You have made a lot of your career as a blogger. Clearly, for us today as for the ad men of the '60s, the proliferation of new media platforms and their impact are a key concern. What did the growth of television advertising mean for the 1960s, and what can the experience of the '60s teach us about dealing with new media today?

In the '60s, [TV] commercial advertising was nascent. It was really the '70s when things kick off. But what you can see in Mad Men is what everyone's attitude toward television is. If in conversations the characters are resistant to taking their commercials seriously, you know that they're not going to last. I think what they have to do—and what we have to do with new media now—is play to the strengths of the medium. With advertising in magazines, the strength of the medium is that you have an ability to have beautiful lush photography and some text at the bottom. With billboards, you have an ability to surprise people. With TV, you have an ability to show movement. In terms of the Internet and how companies use it now, I think you want to play to the strengths of it. One strength is that online advertising is instant—there's instant gratification. If you have a good ad up, you should have a button to click on the product immediately so that there's no thinking.

Though the men at Sterling Cooper are the ones who call the shots, the women are often the ones pulling the strings. How was the business world changing for women in the 1960s?

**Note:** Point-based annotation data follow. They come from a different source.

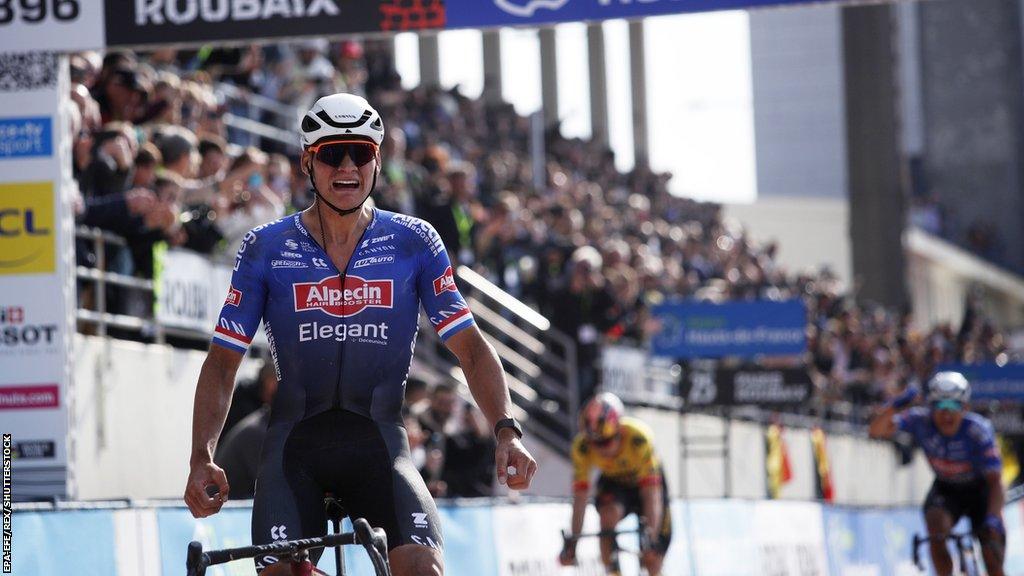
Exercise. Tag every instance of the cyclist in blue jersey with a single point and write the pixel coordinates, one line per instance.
(338, 288)
(961, 448)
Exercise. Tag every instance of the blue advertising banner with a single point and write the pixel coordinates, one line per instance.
(990, 381)
(481, 13)
(64, 542)
(26, 137)
(736, 329)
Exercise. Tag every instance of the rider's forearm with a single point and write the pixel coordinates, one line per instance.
(650, 496)
(996, 497)
(579, 509)
(486, 381)
(213, 397)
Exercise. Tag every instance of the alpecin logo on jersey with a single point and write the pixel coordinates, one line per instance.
(328, 295)
(444, 283)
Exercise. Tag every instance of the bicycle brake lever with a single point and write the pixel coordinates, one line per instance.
(194, 560)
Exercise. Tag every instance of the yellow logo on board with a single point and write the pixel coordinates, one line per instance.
(27, 229)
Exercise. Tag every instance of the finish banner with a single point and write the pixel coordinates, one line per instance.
(197, 22)
(759, 386)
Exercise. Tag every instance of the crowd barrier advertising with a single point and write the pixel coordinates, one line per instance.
(760, 386)
(732, 329)
(479, 13)
(84, 25)
(711, 537)
(36, 284)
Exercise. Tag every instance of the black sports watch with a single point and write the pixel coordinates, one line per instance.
(508, 423)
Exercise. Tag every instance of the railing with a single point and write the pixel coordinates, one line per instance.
(284, 131)
(99, 278)
(540, 362)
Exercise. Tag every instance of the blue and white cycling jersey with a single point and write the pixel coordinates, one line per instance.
(962, 458)
(341, 339)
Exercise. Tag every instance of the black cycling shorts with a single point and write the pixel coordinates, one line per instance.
(629, 496)
(364, 463)
(969, 500)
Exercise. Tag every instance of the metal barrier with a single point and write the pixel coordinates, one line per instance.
(99, 278)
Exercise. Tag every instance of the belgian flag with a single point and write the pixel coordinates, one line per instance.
(776, 461)
(822, 482)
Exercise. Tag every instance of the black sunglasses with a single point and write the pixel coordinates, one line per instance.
(333, 154)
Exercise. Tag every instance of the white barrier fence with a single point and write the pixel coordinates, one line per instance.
(711, 537)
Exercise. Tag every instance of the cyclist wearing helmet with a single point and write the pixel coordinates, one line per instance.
(961, 448)
(338, 288)
(632, 481)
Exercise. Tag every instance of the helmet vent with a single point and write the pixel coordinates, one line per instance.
(309, 125)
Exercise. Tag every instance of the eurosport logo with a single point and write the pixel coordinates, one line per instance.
(328, 295)
(26, 137)
(526, 8)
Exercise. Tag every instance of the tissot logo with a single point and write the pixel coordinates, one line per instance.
(328, 295)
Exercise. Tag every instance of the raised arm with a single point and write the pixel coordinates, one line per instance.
(213, 397)
(486, 381)
(884, 423)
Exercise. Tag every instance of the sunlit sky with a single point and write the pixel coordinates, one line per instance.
(699, 95)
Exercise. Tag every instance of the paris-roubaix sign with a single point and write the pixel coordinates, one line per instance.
(81, 25)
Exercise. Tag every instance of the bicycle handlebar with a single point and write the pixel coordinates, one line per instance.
(373, 539)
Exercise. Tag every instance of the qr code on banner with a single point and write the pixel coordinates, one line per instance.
(28, 72)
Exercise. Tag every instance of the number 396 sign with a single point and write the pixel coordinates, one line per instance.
(50, 25)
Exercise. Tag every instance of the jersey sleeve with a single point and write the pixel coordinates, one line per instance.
(648, 470)
(985, 455)
(910, 420)
(445, 307)
(243, 307)
(581, 465)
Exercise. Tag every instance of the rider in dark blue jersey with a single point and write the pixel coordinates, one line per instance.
(961, 448)
(338, 288)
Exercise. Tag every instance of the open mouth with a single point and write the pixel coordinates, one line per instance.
(345, 184)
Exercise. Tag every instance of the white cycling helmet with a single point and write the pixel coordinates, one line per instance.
(948, 385)
(341, 117)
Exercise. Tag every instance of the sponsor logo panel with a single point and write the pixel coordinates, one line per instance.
(27, 231)
(444, 283)
(34, 449)
(30, 397)
(423, 230)
(233, 296)
(329, 296)
(373, 260)
(18, 334)
(26, 137)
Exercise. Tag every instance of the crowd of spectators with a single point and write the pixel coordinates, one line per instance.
(156, 162)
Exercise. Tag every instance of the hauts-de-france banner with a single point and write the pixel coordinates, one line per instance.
(36, 272)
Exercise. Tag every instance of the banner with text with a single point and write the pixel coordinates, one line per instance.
(731, 329)
(36, 277)
(761, 386)
(634, 375)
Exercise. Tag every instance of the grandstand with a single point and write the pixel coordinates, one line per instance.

You have this very interesting moment right before the women's liberation movement. What that means is that these women, who are established in the workforce in their mid-30s, are going to get really angry. What was happening in '61, '62 was that men were now established back at home, but there was that taste in the air of what women's complete independence felt like during the war. As you have women entering the workforce, the expectations all get a little scrambled. Once women have access to money, to wages, and to consumer power, what leverage do men have at that point? I think what happened was the population advanced way quicker than the culture was ready to adapt. That's why you get a sexual revolution, that's why you get rebellion. You are still kind of existing under an Eisenhower patriarchy, which does not work when you have women in the workforce who have spending power and want to get laid and have the pill.

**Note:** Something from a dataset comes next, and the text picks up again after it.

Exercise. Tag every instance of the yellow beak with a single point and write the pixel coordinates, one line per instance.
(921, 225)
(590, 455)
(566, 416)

Season four will most likely place the men and women of Sterling Cooper Draper Pryce in the fall of 1964. What can we expect to see happen to the cultural and business landscape of America in the coming season?

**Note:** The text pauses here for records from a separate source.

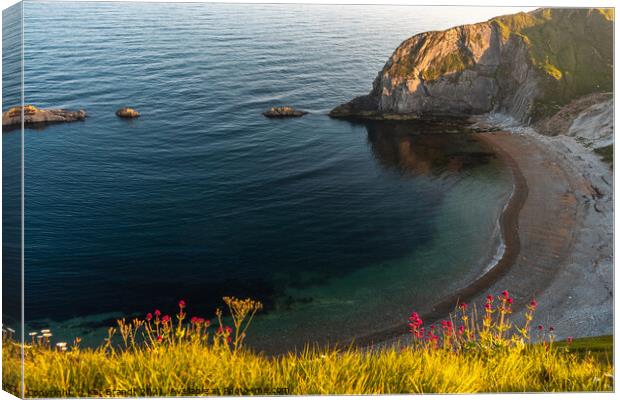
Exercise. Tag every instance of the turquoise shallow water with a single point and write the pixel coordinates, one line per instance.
(340, 228)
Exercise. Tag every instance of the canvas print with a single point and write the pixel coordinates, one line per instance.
(206, 199)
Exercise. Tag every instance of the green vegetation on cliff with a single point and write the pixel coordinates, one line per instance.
(572, 48)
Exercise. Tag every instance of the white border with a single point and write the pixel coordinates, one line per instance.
(488, 3)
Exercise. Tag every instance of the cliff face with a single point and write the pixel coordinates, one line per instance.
(527, 65)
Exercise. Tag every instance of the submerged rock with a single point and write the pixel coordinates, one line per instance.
(34, 116)
(127, 112)
(526, 65)
(282, 112)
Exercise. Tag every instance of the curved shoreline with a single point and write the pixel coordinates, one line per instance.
(509, 238)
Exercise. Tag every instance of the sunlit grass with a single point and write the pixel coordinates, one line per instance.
(160, 355)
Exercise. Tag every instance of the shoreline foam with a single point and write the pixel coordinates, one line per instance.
(558, 228)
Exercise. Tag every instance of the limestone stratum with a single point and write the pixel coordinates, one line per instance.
(526, 65)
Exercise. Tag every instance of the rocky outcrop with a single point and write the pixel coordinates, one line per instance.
(526, 65)
(594, 125)
(127, 112)
(39, 116)
(283, 112)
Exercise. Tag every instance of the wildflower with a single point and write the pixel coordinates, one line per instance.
(227, 330)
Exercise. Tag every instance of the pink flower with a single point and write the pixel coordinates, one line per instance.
(226, 331)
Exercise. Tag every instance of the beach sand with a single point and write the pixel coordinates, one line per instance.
(565, 231)
(558, 232)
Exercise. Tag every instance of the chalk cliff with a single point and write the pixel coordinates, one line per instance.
(527, 65)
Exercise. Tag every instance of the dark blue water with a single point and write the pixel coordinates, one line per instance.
(339, 228)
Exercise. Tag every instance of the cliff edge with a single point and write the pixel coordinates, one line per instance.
(527, 65)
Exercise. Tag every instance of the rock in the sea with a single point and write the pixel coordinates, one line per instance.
(34, 116)
(526, 65)
(127, 112)
(282, 112)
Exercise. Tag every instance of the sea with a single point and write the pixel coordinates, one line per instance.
(340, 228)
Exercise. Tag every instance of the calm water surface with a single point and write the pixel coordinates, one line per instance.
(340, 228)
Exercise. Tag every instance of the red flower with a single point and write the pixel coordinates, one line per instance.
(226, 331)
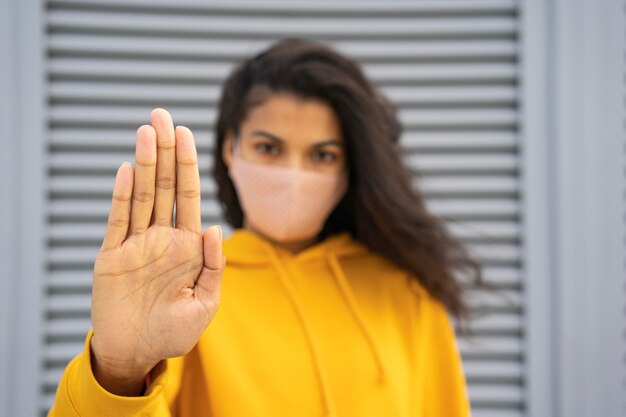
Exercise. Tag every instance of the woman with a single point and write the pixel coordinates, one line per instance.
(339, 282)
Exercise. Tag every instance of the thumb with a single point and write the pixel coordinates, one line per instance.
(212, 248)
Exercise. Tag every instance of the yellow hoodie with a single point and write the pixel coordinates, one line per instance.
(335, 330)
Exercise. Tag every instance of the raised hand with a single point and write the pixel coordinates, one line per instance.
(156, 284)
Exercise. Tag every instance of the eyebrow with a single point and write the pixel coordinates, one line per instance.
(275, 138)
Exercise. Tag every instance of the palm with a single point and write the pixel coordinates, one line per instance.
(156, 285)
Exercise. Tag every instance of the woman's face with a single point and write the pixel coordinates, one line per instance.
(288, 131)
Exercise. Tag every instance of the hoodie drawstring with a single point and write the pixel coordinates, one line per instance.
(329, 409)
(342, 283)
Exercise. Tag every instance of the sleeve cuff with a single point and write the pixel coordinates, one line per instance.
(90, 398)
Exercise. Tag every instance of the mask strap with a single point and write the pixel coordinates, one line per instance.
(237, 145)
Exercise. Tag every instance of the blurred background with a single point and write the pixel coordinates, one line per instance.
(514, 126)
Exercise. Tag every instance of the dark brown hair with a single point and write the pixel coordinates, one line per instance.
(381, 209)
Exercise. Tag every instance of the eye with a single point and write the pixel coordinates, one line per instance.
(325, 156)
(266, 148)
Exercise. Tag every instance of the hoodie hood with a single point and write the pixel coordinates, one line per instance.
(244, 247)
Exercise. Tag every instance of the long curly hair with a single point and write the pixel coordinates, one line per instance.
(382, 208)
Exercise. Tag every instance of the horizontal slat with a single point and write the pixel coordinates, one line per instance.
(99, 139)
(428, 163)
(505, 163)
(115, 116)
(476, 185)
(202, 73)
(91, 45)
(77, 328)
(75, 209)
(497, 346)
(301, 6)
(102, 185)
(460, 208)
(76, 186)
(496, 394)
(504, 300)
(69, 280)
(340, 26)
(193, 95)
(483, 232)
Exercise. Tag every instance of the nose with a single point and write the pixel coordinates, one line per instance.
(297, 161)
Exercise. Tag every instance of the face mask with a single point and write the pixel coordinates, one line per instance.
(286, 204)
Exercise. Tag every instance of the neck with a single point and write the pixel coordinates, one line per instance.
(293, 246)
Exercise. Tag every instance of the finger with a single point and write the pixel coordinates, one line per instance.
(145, 171)
(165, 183)
(210, 279)
(117, 225)
(187, 182)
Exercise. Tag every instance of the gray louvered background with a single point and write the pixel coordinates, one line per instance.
(452, 67)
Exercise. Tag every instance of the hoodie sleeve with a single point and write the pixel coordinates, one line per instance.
(445, 389)
(80, 394)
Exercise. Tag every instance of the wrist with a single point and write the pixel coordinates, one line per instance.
(119, 377)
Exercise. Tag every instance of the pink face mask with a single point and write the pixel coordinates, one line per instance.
(286, 204)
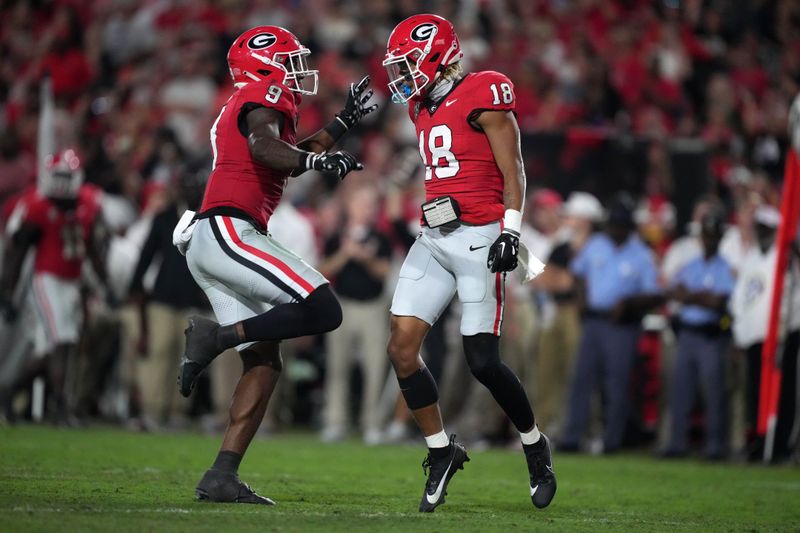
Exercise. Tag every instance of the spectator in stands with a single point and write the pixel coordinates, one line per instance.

One of the big things that happened at the beginning of that year was that the surgeon general came out and said that smoking is bad for you, which had never been said by the government. Then the Federal Trade Commission comes out and says, during the summer, that there needs to be a warning on every pack. Seeing as how Sterling Cooper Draper Pryce's one big account is Lucky Strike, I think that's going to cause some trouble for them. They'll have to come up with a whole other ideology to effectively market cigarettes. Also, by 1964 Beatlemania is in full tilt—rock and roll has landed! I think if they're smart, [characters like] Pete Campbell or Peggy will say that it will be financially lucrative to start selling lunchboxes instead of cigarettes, because if there's anything we know now, it's that the tween market is not to be underestimated.